Identification of Different Types of Cell Nuclei in Cancer

Understanding Model Performance and Feature Interpretation using Captum

Using language and Tools

Python, Numpy, Pandas, PyTorch, SKlearn, Ray Tune, Captum, Matplotlib

Goal of this project

Train two deep neural network which can take images with a cell nuclei and classify it into one of the following types which are shown in the figures above:

Label	Description
0	Normal epithelial cell nuclei
1	Cancer epithelial cell nuclei
2	Muscle cell nuclei
3	Immune leukocyte cell nuclei

Cell sample

(a) Normal Colon Tissue.

(b) Orange = normal / Red = cancer / Green = immune cells / Blue = connective tissue.

Methodology

I employed two models in my study:

Personalized ConvNet: I utilized Ray Tune for hyperparameter tuning and experiment management to optimize its performance. The model provided Loss and Accuracy curves, a Confusion Matrix, and Model Interpretation as output.
Pretrained ConvNet: For this model, I leveraged a pretrained Convolutional Neural Network. Similarly, I utilized Ray Tune to fine-tune the hyperparameters and manage the experiments. The model also generated Loss and Accuracy curves, a Confusion Matrix, and Model Interpretation.

Ray Tune played a crucial role in efficiently managing the hyperparameter tuning process and experiment tracking for both models.

Dataset Description

File descriptions

File	Contents
train.zip	zip file containing the training images
test.zip	zip file containing the test images
train.csv	csv file containing the training image filenams and ground truth labels (0, 1, 2, 3)
example.csv	an example submission file in the correct format

Data fields

Label	Description
Filename	filename of an image file
Label	the type of cell nucleus at the middle of the image

Personalized ConvNet Conclusion

Confusion Matrix and Accuracy Curve of personalized ConvNet

Confusion Matrix

Accuracy Curve and Loss curve

Accuracy Curve Loss Curve

Gaussian Noise, Gradients and Occlusion (using Captum)

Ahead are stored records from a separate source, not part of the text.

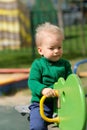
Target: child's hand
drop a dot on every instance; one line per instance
(49, 92)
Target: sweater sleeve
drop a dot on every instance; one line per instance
(68, 69)
(34, 81)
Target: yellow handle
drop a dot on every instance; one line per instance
(55, 120)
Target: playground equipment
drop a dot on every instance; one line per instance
(69, 105)
(76, 66)
(13, 78)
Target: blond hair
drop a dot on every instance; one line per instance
(47, 28)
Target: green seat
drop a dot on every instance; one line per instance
(69, 105)
(72, 106)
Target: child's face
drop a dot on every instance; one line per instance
(51, 47)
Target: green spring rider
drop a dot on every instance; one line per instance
(69, 105)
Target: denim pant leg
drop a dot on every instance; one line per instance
(36, 122)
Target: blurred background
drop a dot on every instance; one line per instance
(18, 21)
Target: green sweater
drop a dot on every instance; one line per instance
(45, 73)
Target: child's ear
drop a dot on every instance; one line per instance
(40, 50)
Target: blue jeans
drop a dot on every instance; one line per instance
(36, 122)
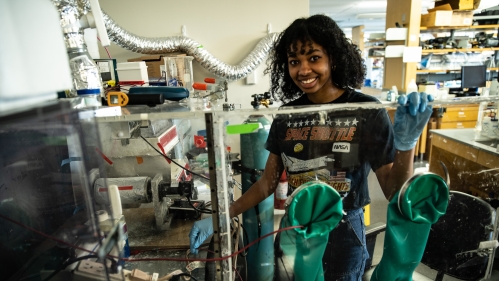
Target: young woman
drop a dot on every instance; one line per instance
(313, 63)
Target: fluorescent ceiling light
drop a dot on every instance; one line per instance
(371, 16)
(371, 4)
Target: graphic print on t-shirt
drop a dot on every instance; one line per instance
(321, 147)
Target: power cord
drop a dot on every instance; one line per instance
(204, 211)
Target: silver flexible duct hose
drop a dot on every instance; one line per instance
(162, 45)
(86, 75)
(143, 45)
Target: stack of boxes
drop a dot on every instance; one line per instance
(450, 13)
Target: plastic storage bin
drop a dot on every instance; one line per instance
(132, 72)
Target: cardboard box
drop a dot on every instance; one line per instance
(154, 62)
(437, 18)
(444, 16)
(461, 4)
(462, 18)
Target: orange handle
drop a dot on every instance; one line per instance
(200, 86)
(117, 99)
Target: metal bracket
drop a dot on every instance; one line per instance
(161, 205)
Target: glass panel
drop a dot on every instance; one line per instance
(48, 220)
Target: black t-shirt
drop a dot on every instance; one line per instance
(337, 147)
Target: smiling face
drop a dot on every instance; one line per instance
(310, 68)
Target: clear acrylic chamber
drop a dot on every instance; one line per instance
(159, 156)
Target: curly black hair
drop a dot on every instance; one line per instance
(347, 65)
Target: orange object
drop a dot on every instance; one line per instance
(200, 86)
(117, 99)
(140, 160)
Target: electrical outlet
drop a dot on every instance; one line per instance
(90, 271)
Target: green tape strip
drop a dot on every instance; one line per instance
(242, 128)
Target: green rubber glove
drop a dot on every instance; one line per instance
(304, 247)
(408, 227)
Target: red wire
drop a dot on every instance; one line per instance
(105, 48)
(151, 259)
(240, 278)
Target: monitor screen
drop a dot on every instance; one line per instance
(473, 76)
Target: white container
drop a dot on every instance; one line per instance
(412, 87)
(132, 72)
(486, 126)
(494, 129)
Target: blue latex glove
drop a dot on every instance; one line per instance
(410, 120)
(200, 231)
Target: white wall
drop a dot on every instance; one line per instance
(228, 29)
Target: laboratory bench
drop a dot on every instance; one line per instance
(470, 158)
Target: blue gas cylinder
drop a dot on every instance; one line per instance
(259, 220)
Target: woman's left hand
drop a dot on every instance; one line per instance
(411, 117)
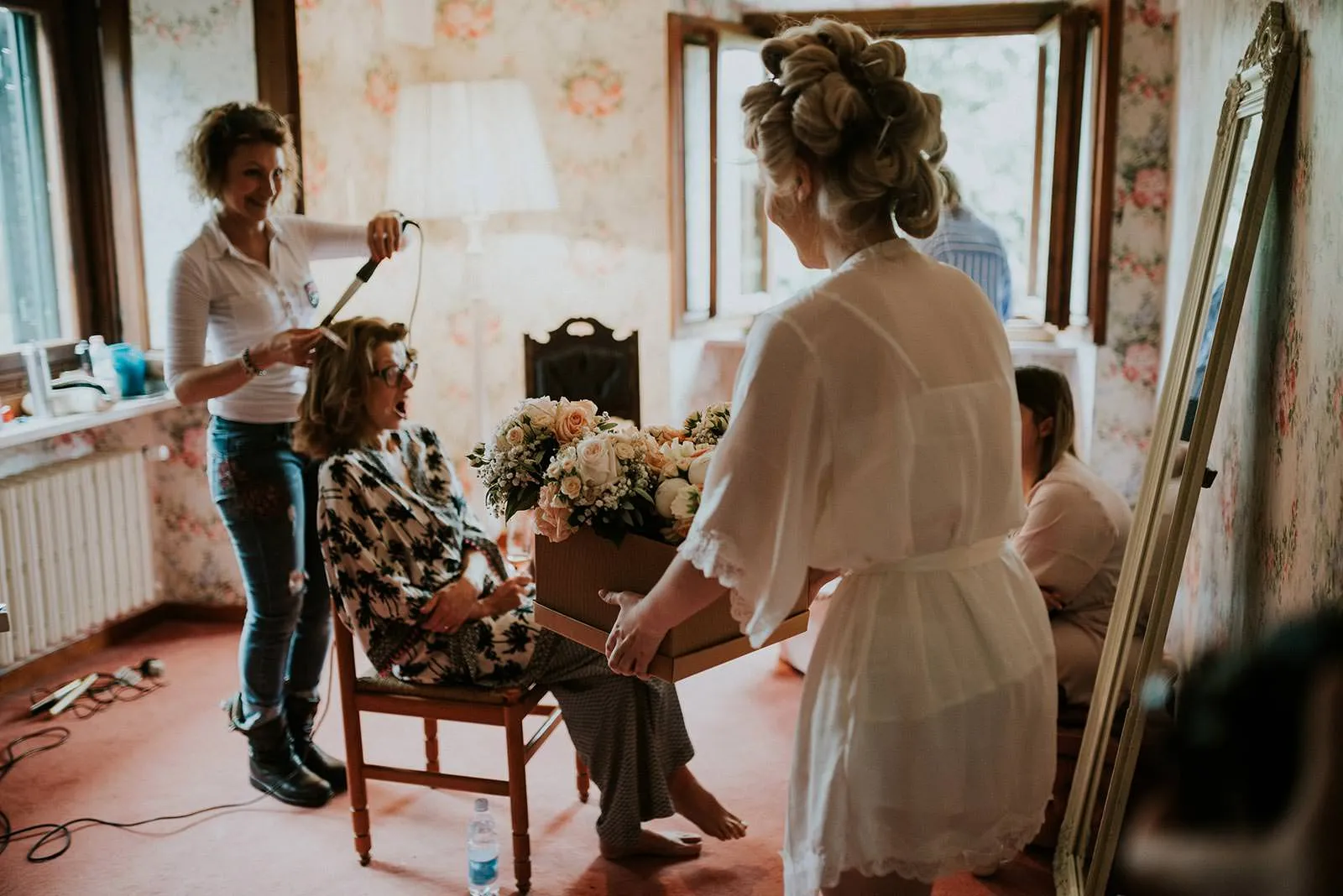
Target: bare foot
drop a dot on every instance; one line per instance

Pretrained ResNet50 Conclusion

Confusion Matrix and Accuracy Curve of ResNet50

Accuracy Curve and Loss curve
Gaussian Noise, Gradients and Occlusion (using Captum)

Conclusion

The final accuracy was 96 percent. Although there were concerns about overfitting during the validation, fortunately, the results turned out well. Using the Captum library, I was able to examine how the results were predicted and which data was used for the predictions. In terms of the difference between the Personalized model and the Pretrained model, the performance of the Pretrained model was significantly better. The reason for this is that the Personalized model only used 8 layers, while the Pretrained model utilized ResNet50, which has 50 layers, allowing it to capture a greater number of features and demonstrate better performance.